Risperidone has been shown to be effective in decreasing serious behavioral problems in children with autism spectrum disorders (McCracken et al., 2002;Shea et al., 2004;Nagaraj et al., 2006;Pandina et al., 2006). However, only two-thirds of children respond to this treatment and many have significant side effects. Our ultimate goal for this project is to develop pretreatment methods to predict response, appropriate dosage and serious side effects of risperidone treatment. We will identify 50 children (4 to 18 years old) with autism who also have serious behavioral problems and treat them with risperidone. Blood samples will be obtained prior to treatment and after eight weeks of treatment. Treatment efficacy will be assessed using the Irritability subscale of the Aberrant Behavior Checklist (ABC) and the Clinical Global Impression-Improvement scale (CGI-I). RNA expression from blood will be assessed using Affymetrix oligonucleotide microarrays and RT-PCR. Based on preliminary studies, we expect to demonstrate a change in RNA expression in the blood of children with autism with severe behavioral problems after eight weeks of risperidone treatment compared to prior to treatment. We will determine whether those children with autism and severe behavioral problems who significantly improve by 8 weeks of risperidone treatment have different RNA expression profiles compared to children with autism whose behaviors do not improve. We will also determine whether RNA expression profiles in blood prior to treatment predict behavioral improvement or not after 8 weeks of treatment with risperidone. We will confirm the microarray results with qRT-PCR and use these to predict the risperidone responders and the risperidone non-responders in the second half of the sample to determine if specific genes do indeed predict response. The overarching hypothesis that drives this pilot R21 project is that the efficacy, dose and occurrence of side effects of risperidone for the treatment of serious behavioral symptoms in children with autism will be reflected in specific gene expression/RNA profiles in the blood prior to treatment.
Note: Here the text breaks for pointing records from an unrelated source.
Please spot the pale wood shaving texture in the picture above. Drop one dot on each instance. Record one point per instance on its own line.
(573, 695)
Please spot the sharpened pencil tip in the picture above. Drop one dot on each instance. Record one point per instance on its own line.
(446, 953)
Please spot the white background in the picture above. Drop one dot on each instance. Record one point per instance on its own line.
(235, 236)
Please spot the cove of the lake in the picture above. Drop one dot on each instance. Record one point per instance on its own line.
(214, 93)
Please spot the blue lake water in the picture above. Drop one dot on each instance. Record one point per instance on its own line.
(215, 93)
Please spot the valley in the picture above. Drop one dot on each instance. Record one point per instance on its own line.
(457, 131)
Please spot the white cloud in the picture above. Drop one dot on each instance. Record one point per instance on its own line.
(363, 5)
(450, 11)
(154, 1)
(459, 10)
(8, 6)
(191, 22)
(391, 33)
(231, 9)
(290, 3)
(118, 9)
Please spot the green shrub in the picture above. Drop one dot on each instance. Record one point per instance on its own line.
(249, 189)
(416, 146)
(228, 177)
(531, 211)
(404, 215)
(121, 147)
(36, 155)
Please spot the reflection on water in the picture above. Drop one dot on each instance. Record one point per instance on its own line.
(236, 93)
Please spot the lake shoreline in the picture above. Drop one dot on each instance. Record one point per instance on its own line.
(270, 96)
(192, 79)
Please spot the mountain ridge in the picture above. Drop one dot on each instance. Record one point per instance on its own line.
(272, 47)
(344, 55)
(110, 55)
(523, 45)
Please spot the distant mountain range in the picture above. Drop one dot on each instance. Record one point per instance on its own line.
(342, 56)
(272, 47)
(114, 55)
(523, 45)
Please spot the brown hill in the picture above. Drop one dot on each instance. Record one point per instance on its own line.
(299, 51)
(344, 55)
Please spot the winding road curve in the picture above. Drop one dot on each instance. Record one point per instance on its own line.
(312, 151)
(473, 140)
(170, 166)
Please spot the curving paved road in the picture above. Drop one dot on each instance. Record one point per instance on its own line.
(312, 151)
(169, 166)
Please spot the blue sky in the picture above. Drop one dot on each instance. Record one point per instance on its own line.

Risperidone, the most studied atypical antipsychotic used in children, has been shown to improve severe behavioral symptoms in over half of children with autism with these problems. However, not all children with autism and severe behavioral problems respond to risperidone, and for a few, it has significant side effects. Blood genomic profiles are shown to predict medication response for disorders such as cancer and epilepsy. This re-submitted exploratory or discovery R21 study proposes to use blood genomic profiles before and after risperidone treatment in children with autism and severe behavioral problems to determine if the profiles can predict response to treatment. The ultimate goal of this line of research is to develop methods to predict which medications work for which child before initiating treatment, to predict which child might develop particular side effects, and to identify new treatment targets for future medication development.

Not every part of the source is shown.